Я сжал кулак, приложил его сверху к голове.

Она посмотрела на меня недоуменным взглядом.

– Может, я его неправильно понял? – сказал я. – Опухоль? Он сказал, у тебя…

– Или, может быть, он большой бип-бипаный врун, – сказала она. – Он постоянно запускает обо мне какую-нибудь бип-бип. У него это типа хобби. Почтальону сказал, что у меня деревянная нога. А Эйлин из гастронома сообщил, что у меня один глаз стеклянный. А парню в скобяной лавке сказал, что у меня обмороки с пеной изо рта, если я начинаю беситься. И теперь этот парень всегда гонит меня оттуда.

Чтобы показать, как она себя прекрасно чувствует, мама подпрыгнула на месте.

Харрис топал наверху.

– Я ему не скажу, что ты сказал мне про опухоль, – сказала мама. – А ты молчи, что я тебе сказала про его вранье.

Ну, вот, все начинало походить на прежние времена.

– Мам, – сказал я, – а где живут Рени и Райан?

– Мммм, – сказала мама.

– У них там прекрасное место, – сказал Харрис. – Катаются как сыр в масле.

– Не думаю, что это хорошая мысль, – сказала мама.

– Твоя мать считает, что Райан побойщик, – сказал Харрис.

– Райан и есть побойщик, – сказала мама. – Я побойщика издалека вижу.

– Побойщик? – сказал я. – Он бьет Рени?

– Я этого не говорила, – сказала мама.

– Я бы ему не советовал бить это дите, – сказал Харрис. – Мартни – просто прелесть. Симпатяшка.

– Но что это за бип-бипаное имя такое? – сказала мама. – Я уж и Рени говорила. Так и сказала.

– Это мужское имя или женское? – сказал Харрис.

– Что за бип-бип ты несешь? – сказала мама. – Сам же видел. На руках держал.

– Вид как у эльфа, – сказал Харрис.

– Но эльфа-мальчика или эльфа-девочки? – сказала ма. – Смотри-ка. Он и в самом деле не знает.

– Одежда была какая-то зеленая, – сказал Харрис. – Так что одежда не подскажет.

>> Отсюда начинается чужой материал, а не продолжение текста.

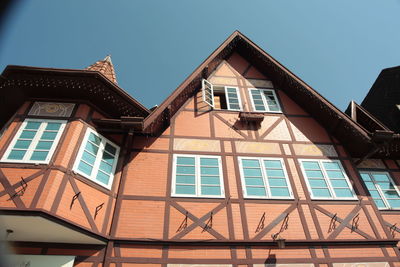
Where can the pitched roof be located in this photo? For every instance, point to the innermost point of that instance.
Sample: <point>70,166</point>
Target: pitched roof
<point>337,123</point>
<point>105,67</point>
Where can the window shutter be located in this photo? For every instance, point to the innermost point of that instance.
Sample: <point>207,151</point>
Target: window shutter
<point>208,92</point>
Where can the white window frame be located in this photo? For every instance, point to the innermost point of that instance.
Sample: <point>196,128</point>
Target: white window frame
<point>265,100</point>
<point>34,142</point>
<point>197,176</point>
<point>378,188</point>
<point>204,82</point>
<point>97,162</point>
<point>327,180</point>
<point>265,178</point>
<point>227,98</point>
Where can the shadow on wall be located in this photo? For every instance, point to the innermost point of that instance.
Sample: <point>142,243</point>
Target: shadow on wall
<point>270,261</point>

– А ты подумай, – сказала мама. – Какой мы подарок купили?

– Ты думаешь, я должен знать, мальчик или девочка? – сказал Харрис. – Ребенок мой клепаный внучатка.

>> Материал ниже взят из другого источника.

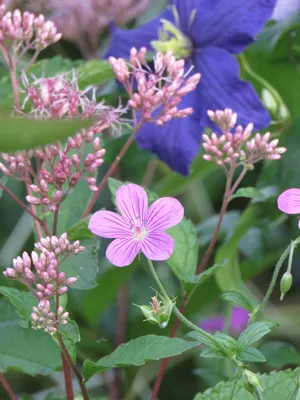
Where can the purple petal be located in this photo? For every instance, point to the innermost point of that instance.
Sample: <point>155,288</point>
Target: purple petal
<point>289,201</point>
<point>238,321</point>
<point>121,252</point>
<point>163,214</point>
<point>220,87</point>
<point>212,324</point>
<point>228,24</point>
<point>122,40</point>
<point>109,225</point>
<point>177,142</point>
<point>132,201</point>
<point>157,246</point>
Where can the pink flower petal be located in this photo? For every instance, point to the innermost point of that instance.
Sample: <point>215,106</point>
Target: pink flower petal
<point>289,201</point>
<point>158,246</point>
<point>121,252</point>
<point>109,225</point>
<point>164,213</point>
<point>132,201</point>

– Никакой он тебе не внучатка, – сказала мама. – А подарили мы лодку.

– Лодку можно подарить и мальчику, и девочке, – сказал Харрис. – Давай без предубеждений. Девочка может любить лодку. А мальчик – куклу. Или бюстгальтер.

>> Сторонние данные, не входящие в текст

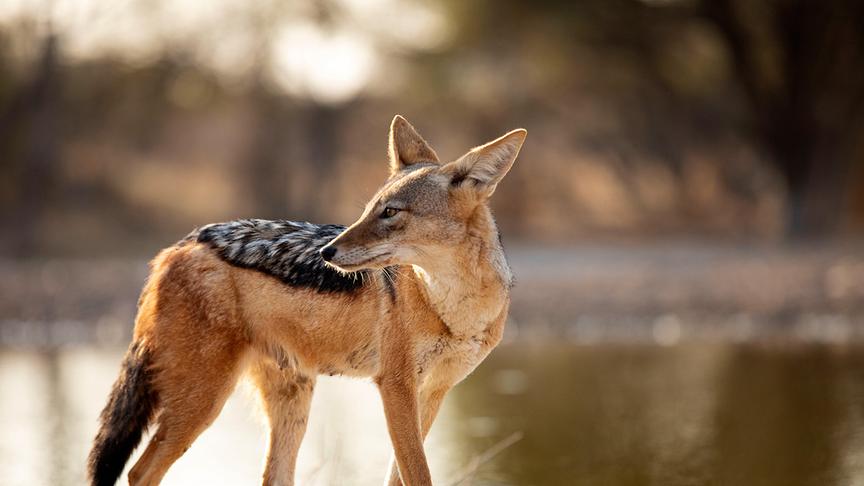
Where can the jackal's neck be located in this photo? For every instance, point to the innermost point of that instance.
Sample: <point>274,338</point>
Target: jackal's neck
<point>467,284</point>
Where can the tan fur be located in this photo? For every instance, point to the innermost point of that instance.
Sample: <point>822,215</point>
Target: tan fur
<point>206,321</point>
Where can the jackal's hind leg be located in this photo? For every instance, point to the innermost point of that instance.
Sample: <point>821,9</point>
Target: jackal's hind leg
<point>286,397</point>
<point>191,398</point>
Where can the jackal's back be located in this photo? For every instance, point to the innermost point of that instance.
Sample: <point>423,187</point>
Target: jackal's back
<point>287,250</point>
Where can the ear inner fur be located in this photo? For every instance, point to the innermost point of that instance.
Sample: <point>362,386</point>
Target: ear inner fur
<point>407,147</point>
<point>487,164</point>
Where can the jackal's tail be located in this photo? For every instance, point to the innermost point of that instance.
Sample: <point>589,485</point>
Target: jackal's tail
<point>129,411</point>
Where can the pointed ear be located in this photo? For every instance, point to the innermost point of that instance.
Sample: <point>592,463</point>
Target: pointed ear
<point>407,147</point>
<point>484,166</point>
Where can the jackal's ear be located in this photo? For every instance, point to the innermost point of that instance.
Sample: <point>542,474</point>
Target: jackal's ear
<point>483,167</point>
<point>407,147</point>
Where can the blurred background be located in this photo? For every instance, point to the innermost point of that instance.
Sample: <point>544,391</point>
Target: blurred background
<point>685,221</point>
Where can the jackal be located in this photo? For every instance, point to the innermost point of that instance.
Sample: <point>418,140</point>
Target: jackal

– Мы подарили не куклу и не бюстгальтер, – сказала мама. – Мы подарили лодку.

Я спустился по лестнице, взял телефонную книгу. Рени и Райан жили на Линкольн-стрит. Линкольн, 27.

3

Линкольн, 27, – это в престижном районе в центре.

Смотрел на дом и глазам своим не верил. Не верил, глядя на башенки. Задняя калитка была из красного дерева и открывалась так гладко, словно на гидравлических петлях.

Не верил, глядя на двор.

Я присел в кустах близ занавешенной веранды. Внутри слышались голоса. Вроде Рени, Райан, родители Райана. У родителей Райана звучные/уверенные голоса, которые, казалось, выросли из предыдущих менее звучных/уверенных голосов под воздействием неожиданно свалившихся на голову денег.

– Можешь говорить о Лоне Брюстере что угодно, – сказал отец Райана. – Но Лон пришел мне на помощь и вытащил меня из Фелдспара, когда у меня была квартира.

– На этой сумасшедшей адской жаре, – сказала мать Райана.

– И ни одного слова недовольства, – сказал отец Райана. – Совершенно очаровательный человек.

– Почти такой же очаровательный – по крайней мере, ты сам так говорил, – как Флеминги.

– А Флеминги совершенно очаровательны, – сказал он.

– И сколько добрых дел делают! – сказала она. – Привезли сюда целый самолет детишек.

– Русских детишек, – сказал он. – С заячьей губой.

– Как только они прилетели, их разместили по разным операционным по всей стране, – сказала она. – И кто платил?

– Флеминги, – сказал он.

– А разве они не отложили деньги на колледж? – сказала она. – Для этих русских?